27 Aug 2006

Monitoring our imminent extinction rather than preventing it

The key questions at the heart of the UK's environmental future were listed in The Guardian (21/8/06) - a welcome move that will hopefully help policy-makers deliver their political programmes in a way which protects – rather than destroys – our environment.

But like Green MEP Caroline Lucas writing in the paper later that week I am not convinced. Our Government doesn’t make decisions which harm the environment because of a lack of scientific knowledge but, generally, because it fails to recognise the long-term economic and social benefits of solving environmental problems - and because it is more concerned with the perceived immediate impact of policies on swing voters rather than long-term wellbeing of the whole country.

Caroline Lucas gives the example of climate change:

"the government knows what to do – vastly improve energy conservation, invest seriously in renewables, cap industrial emissions and stop giving tax breaks and hidden subsidies to the worst greenhouse gas emitters – but it just hasn’t been prepared to do it. Regardless of the best efforts of Bill Sutherland and his team, I fear this work may become just another chapter in humankind’s monitoring of its own imminent extinction rather than a contribution to preventing it."

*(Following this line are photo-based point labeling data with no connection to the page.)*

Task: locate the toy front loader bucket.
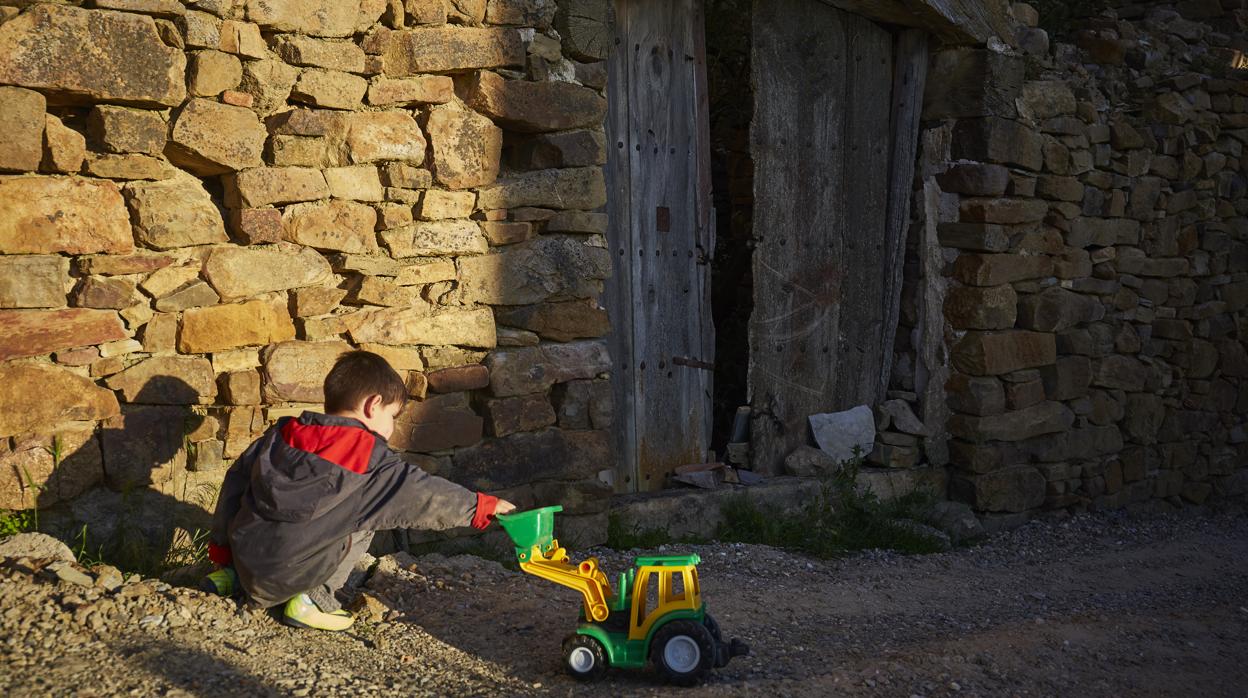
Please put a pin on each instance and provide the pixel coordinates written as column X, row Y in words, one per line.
column 534, row 527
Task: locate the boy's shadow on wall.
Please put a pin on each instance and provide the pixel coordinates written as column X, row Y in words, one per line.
column 131, row 517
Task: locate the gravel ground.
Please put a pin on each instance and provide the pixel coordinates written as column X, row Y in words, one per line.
column 1101, row 604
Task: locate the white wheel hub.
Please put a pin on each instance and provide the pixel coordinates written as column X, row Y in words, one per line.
column 580, row 659
column 682, row 654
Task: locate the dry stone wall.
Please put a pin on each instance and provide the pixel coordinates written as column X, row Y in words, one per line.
column 1077, row 297
column 204, row 202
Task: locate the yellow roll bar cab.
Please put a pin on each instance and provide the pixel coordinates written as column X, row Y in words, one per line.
column 654, row 614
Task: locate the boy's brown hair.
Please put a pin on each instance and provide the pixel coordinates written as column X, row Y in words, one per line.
column 357, row 375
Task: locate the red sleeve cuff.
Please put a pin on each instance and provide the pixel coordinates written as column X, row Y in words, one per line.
column 220, row 555
column 486, row 506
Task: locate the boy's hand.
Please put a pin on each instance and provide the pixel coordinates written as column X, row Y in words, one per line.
column 503, row 506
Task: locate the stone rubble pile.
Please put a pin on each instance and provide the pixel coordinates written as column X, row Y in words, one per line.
column 206, row 201
column 1082, row 259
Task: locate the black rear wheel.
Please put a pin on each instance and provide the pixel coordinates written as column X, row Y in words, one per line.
column 584, row 657
column 683, row 652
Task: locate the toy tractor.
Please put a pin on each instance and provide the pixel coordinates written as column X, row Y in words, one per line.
column 655, row 613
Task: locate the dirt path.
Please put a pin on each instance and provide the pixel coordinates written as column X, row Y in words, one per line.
column 1101, row 604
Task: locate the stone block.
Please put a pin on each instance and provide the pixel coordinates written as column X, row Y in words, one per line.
column 583, row 405
column 458, row 378
column 994, row 270
column 318, row 53
column 360, row 184
column 1120, row 372
column 550, row 267
column 296, row 371
column 531, row 370
column 992, row 353
column 418, row 274
column 1011, row 490
column 129, row 166
column 402, row 326
column 438, row 205
column 558, row 321
column 268, row 83
column 330, row 89
column 256, row 322
column 71, row 215
column 197, row 294
column 422, row 89
column 577, row 187
column 30, row 477
column 212, row 139
column 313, row 18
column 466, row 149
column 436, row 239
column 64, row 147
column 975, row 179
column 238, row 272
column 982, row 396
column 1005, row 211
column 1102, row 232
column 522, row 458
column 997, row 140
column 39, row 397
column 212, row 73
column 526, row 106
column 21, row 120
column 106, row 292
column 166, row 380
column 970, row 307
column 972, row 83
column 1055, row 310
column 447, row 49
column 34, row 281
column 265, row 186
column 316, row 300
column 512, row 415
column 242, row 39
column 570, row 149
column 73, row 56
column 385, row 135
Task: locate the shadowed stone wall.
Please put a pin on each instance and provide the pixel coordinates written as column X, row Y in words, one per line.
column 204, row 202
column 1078, row 281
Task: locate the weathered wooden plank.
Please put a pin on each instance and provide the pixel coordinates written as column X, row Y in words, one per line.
column 954, row 21
column 910, row 74
column 821, row 149
column 660, row 290
column 668, row 316
column 619, row 239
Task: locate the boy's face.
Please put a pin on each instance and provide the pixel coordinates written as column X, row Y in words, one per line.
column 380, row 417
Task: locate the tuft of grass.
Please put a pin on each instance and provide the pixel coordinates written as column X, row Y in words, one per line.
column 843, row 518
column 18, row 522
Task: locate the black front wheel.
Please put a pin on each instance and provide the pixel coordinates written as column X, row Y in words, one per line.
column 584, row 657
column 683, row 652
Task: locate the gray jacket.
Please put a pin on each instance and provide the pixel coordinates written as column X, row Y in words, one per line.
column 290, row 503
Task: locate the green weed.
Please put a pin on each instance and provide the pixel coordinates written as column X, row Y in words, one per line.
column 843, row 518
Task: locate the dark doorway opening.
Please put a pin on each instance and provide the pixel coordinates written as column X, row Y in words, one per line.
column 731, row 108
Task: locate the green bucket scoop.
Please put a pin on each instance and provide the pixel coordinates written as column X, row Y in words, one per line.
column 534, row 527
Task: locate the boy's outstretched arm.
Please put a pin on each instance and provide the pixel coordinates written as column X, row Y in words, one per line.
column 398, row 495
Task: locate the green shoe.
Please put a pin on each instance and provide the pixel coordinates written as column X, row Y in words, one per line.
column 302, row 613
column 222, row 582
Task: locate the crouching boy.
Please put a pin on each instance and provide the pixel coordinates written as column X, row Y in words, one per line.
column 300, row 506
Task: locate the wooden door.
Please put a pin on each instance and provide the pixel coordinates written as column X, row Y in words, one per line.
column 835, row 125
column 660, row 237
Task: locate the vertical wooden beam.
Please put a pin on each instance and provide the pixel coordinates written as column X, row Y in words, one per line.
column 909, row 76
column 619, row 237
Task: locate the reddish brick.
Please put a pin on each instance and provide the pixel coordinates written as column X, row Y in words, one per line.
column 512, row 415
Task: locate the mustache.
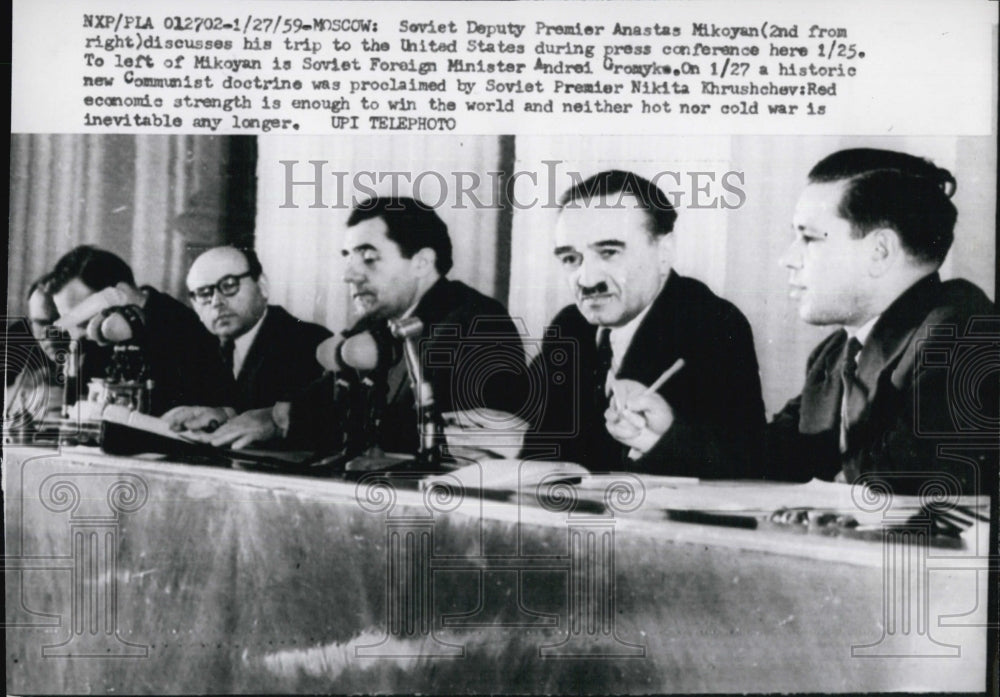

From the perspective of human survival, how we tackle climate change is secondary to the first major change that needs to happen: namely, to demonstrate that we are prepared to take any serious action at all. Sadly at present neither Tony Blair nor David Cameron have given us any credible indication that a British government with them at the helm would be prepared to do so.

As Caroline Lucas notes we already know what to do - Labour aren't doing it and the Tories’ failure to adopt these policies is surely caused by their failure to bring the philosophical core of their policies in line with their new found green rhetoric, and their inability to recognise that real quality of life is not necessarily dependent on ever increasing economic growth.

I and many others will only believe the Tories are really interested in tackling climate change, and doing so in a socially equitable way, when they adopt some policies likely to actually achieve that. Let us all hope that happens soon.